Silicon Valley firm Palantir to sue US Army over software bidding

Palantir co-founder Peter Thiel. PHOTO: REUTERS

SAN FRANCISCO (Bloomberg) - Palantir Technologies Inc sent a letter to the United States Army saying it intends to sue over the way the Army solicits bids for its data intelligence technology used on battlefields worldwide.

Palantir claims the Army's solicitation is "unlawful, irrational, arbitrary and capricious," according to the letter of intent Palantir sent to the US Army and the Department of Justice, which was obtained by Bloomberg.

The letter is a legal courtesy, which states Palantir will file a formal protest in the US Court of Federal Claims next week and requests the Army delay awarding the first phase of the contract until litigation is resolved.

The contract is slated to be awarded by the end of 2016. Palantir declined to comment on the case, and the Army did not immediately respond to a request for comment.

Co-founded in 2004 by Peter Thiel, Palantir makes software that finds patterns in complex data to aid in decision-making. The tools have been used to help detect human sex traffickers, analyze the cholera outbreak in Haiti and convict white collar criminals.

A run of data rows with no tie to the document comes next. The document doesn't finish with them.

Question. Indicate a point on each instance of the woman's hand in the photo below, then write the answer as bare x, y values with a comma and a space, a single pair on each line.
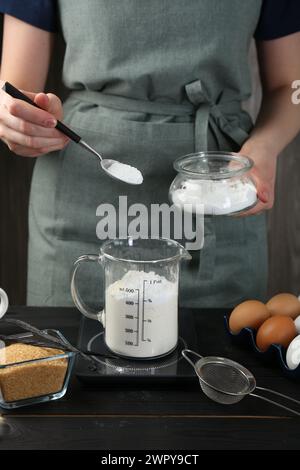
263, 174
29, 131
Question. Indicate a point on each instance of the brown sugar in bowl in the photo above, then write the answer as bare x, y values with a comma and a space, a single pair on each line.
28, 372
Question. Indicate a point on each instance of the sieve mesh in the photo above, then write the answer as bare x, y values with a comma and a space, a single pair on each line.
223, 382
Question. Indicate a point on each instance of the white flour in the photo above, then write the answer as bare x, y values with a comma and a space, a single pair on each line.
217, 197
141, 315
126, 173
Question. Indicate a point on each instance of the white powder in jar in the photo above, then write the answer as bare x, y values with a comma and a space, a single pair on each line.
217, 197
141, 315
126, 173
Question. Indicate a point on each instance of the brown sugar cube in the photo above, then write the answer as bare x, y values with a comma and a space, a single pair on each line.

For Palantir, a private company valued at US$20 billion, the suit would mark the bitter culmination of years of frustrated efforts to woo the largest branch of the US military.

Palantir won early funding from CIA venture arm In-Q-Tel and has sold its software to divisions of the Air Force, Marines and Navy, as well as to the FBI and Department of Homeland Security.

It has been unable to sell its data analytics and visualization software to the Army in any meaningful way. A few groups within the Army use Palantir, but adoption has been largely ad hoc, and in some cases, requests by soldiers seeking to use it have been denied.

The legal pressure comes as Defense Secretary Ash Carter calls for warmer relations between the military and Silicon Valley. It could also force the Army to defend criticism that the current system is overpriced and unreliable.

At stake is a potential US$206 million contract, which is the first portion of what will likely be a multi-year, multi-billion dollar data gathering and visualization system that serves as the Army's intelligence hub.

Called the Distributed Common Ground System-Army (DCGS-A), the system has been evolving for more than a decade and has cost several billion dollars so far. Designed by companies including Raytheon, Northrop Grumman and BAE Systems, DCGS pulls information from a range of sensors and databases to bring data about weather, terrain, enemy threat and other items into one spot for commanders to use in making decisions during combat.

Critics have publicly skewered DCGS for failing to provide accurate information about the location of land mines and a hospital in Afghanistan, resulting in potentially avoidable soldier and civilian deaths.

Now that the first phase of the system is complete, the Army has solicited bids for the second phase. Palantir is challenging how those requirements have been written, saying in its letter that the Army tilts the scales in favor of the incumbents and doesn't follow new federal guidelines.

Palantir formally escalated its complaints last month. The Palo Alto, California, company filed a protest with the Government Accountability Office (GAO) saying the Army failed to consider commercially available technology. That protest was denied.

Palantir wants these claims to be reconsidered because of new provisions tucked into the 2017 National Defense Authorization Act requiring commercial products be favored if they fulfill 80 per cent or more of the system requirements.

While claims against the US government and the way it awards contracts are common - more than 2,400 such protests were filed in 2015, according to the GAO - almost all of them challenge the way contacts were awarded after they had been granted, not before, as Palantir seeks to do.